Il dot plot del mese scorso ha mostrato che i membri del FOMC si aspettano tassi del 4,4% entro la fine dell’anno e del 4,6% l’anno prossimo, da un target range attuale del 3%-3,25%.

Il caos del Regno Unito

La scorsa settimana la Bank of England è stata costretta di nuovo ad intervenire nel mercato dei gilts, ampliando il suo programma di acquisto ai titoli di Stato indicizzati all’inflazione.

La BOE ha iniziato il programma di emergenza per arrestare il crollo storico dei gilts innescato dall’annuncio di tagli fiscali non finanziati da parte del nuovo governo.
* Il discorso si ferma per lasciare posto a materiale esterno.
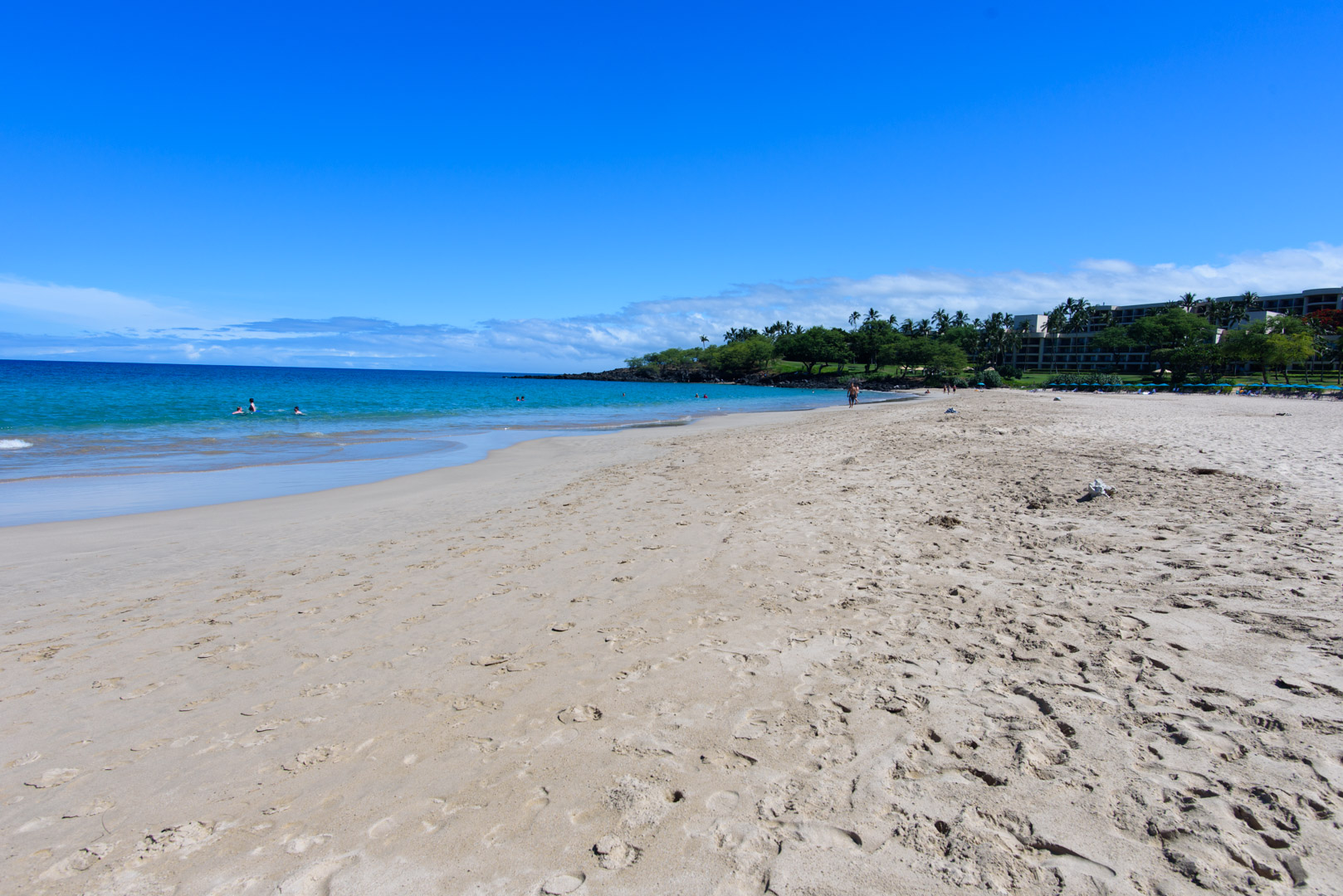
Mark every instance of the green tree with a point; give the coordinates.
(745, 356)
(868, 340)
(813, 345)
(1171, 329)
(945, 358)
(1275, 343)
(1112, 340)
(739, 334)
Il governatore Andrew Bailey ha posto le basi per un’ulteriore pressione sugli asset del Regno Unito dopo aver avvertito i gestori di fondi pensione che il tempo per mettere a posto le loro posizioni di liquidità stava per scadere. Il programma di acquisto di obbligazioni, infatti, è terminato il venerdì della settimana appena conclusa come era previsto.

I fondi pensione britannici hanno scaricato attività per soddisfare le margin call e i loro problemi si stanno diffondendo nei mercati obbligazionari globali.

Negli Stati Uniti, le obbligazioni societarie investment grade sono in calo, mentre i premi per il rischio si sono ampliati. In Europa, i prestiti con leva raggruppati in obbligazioni note come collateralized loan obbligations (CLO) sono stati sotto pressione. Sembrerebbe che il più grande acquirente di CLO si sia ritirato dal mercato a causa dell’alta volatilità.

Un decennio di bassi tassi d’interesse ha portato gli investitori come i gestori di fondi pensione a fare un uso più aggressivo di derivati e della leva. Il rischio di questi comportamenti viene rivelato solo quando i rendimenti obbligazionari aumentano.

I problemi nel Regno Unito sono un problema che riguarda l’intero mondo sviluppato. Ci sono molte giurisdizioni con un’enorme industria dei fondi pensione. Un forte spostamento dei rendimenti potrebbe innescare dinamiche molto simili anche in altri paesi.